Resumo de Sociologia - Contracultura

O movimento combatia o conservadorismo e os valores consumistas

A contracultura foi um movimento que começou a se manifestar ainda na década de 50, mas atingiu seu ápice em 1960, nos Estados Unidos. Um dos fatores que podem ter contribuído para sua explosão e aderência foi justamente a Guerra Fria, que nesse mesmo período alcançava o auge. O principal objetivo da contracultura era se opor às normas e padrões estabelecidos pela sociedade, que sempre moldou os hábitos, costumes, valores e tradições, criando uma cultura hegemônica. Mas, sendo ela própria formada por indivíduos dotados de particularidades e diferenças, não havia porque seguir um padrão de comportamento. 
A contracultura também levava em consideração o fato de que o modelo comportamental foi escolhido por um grupo privilegiado de pessoas, que podiam desfrutar de bens de serviço, tinham acesso à educação, pertenciam a uma classe social elevada, mantinham padrões morais baseados em religiões tradicionais e eram extremamente conservadores. 
No sentido de romper ou ao menos questionar essas normas hegemônicas, a contracultura surgiu para demonstrar sua indignação e também se consolidar, conquistando seu espaço no cenário político, econômico e cultural, dando lugar às culturas marginalizadas e alternativas. A rebeldia e a insatisfação com a cultura dominante acabou impactando outras áreas, como na filosofia e até mesmo na indústria. 
Adepta, em sua maioria por jovens, a contracultura causou grandes impactos através de sua ideologia anticonsumista e libertária. As pautas levantadas pela contracultura se estenderam até a década de 1970, na Inglaterra, e foram absorvidas por outros grupos, a exemplo do movimento punk




Principais pautas da contracultura

Os principais adeptos a contracultura eram os jovens, que em sua maioria buscavam os mesmos objetivos. As ações realizadas por esse público visavam, principalmente, se opor às regras que eram obrigados a seguir. Ou seja, obedecer aos padrões de comportamento, professar uma religião, manter a moralidade sexual, respeitar as instituições como a Igreja, escola, polícia, a família, e também seguir os padrões estéticos estabelecidos.
Diante de tanta imposição, a insatisfação entre os jovens era muito grande.

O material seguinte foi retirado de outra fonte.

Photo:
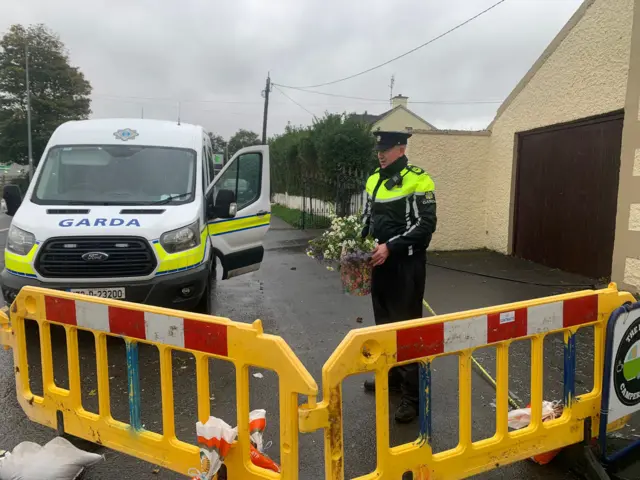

Para combatê-la e buscar pela liberdade social, esse movimento se usou de muita rebeldia, pois para os que aderiram ao movimento só assim era possível conquistar a mudança que buscavam. A igualdade de gênero também foi um dos pontos discutidos pela contracultura, o feminismo, que já estava na sua segunda fase na década de 1960 também se associou ao movimento, levantando a bandeira da liberdade sexual da mulher, padrões de comportamento feminino e principalmente direitos iguais. 
A cultura da paz também foi um dos elementos recorrentes durante esse período. O lema “paz e amor” e também “faça amor, não faça guerra” ficaram populares durante o movimento. Na época, havia forte oposição às lutas armadas e a Guerra do Vietnã. O fim da injustiça e da intolerância religiosa também fizeram parte do movimento. A contracultura ainda pregava novos hábitos alimentares, a exemplo do vegetarianismo, uso de drogas psicodélicas, valorização das minorias, liberdade sexual e de relacionamentos, e era contra o capitalismo. 
Boa parte dos argumentos apresentados pelos adeptos ao movimento se deu por conta da influência de religiões orientais, como o hinduísmo e o budismo, que compartilhavam dos mesmos valores. Com o avanço dos meios de comunicação, a contracultura também foi se disseminando ao redor do mundo. Aos poucos, sua mensagem de libertação e inversão cultural foi sendo cada vez mais aceita. 
Foi com base nesses objetivos que outros grupos sociais se formaram. O movimento hippie, por exemplo, que teve o seu auge na década de 70 também questionava essas mesmas normas impostas. Os hippies buscavam, acima de tudo, a liberdade de expressão, ações, gostos, liberdade religiosa e política, o amor livre, criticavam o uso de armas nucleares, e eram antiviolência. 
Outros estilos, inclusive musicais também sofreram influência da contracultura. Nas canções de , por exemplo, discutia-se muito sobre classe social, gênero, cor, direitos civis, padrões estéticos. No Brasil, a contracultura foi fundamental na luta contra o autoritarismo político. Aqui no Brasil o movimento ganhou força em uma das fases mais difíceis da Ditadura Civil-Militar, levando milhares de pessoas para as ruas em protesto ao governo.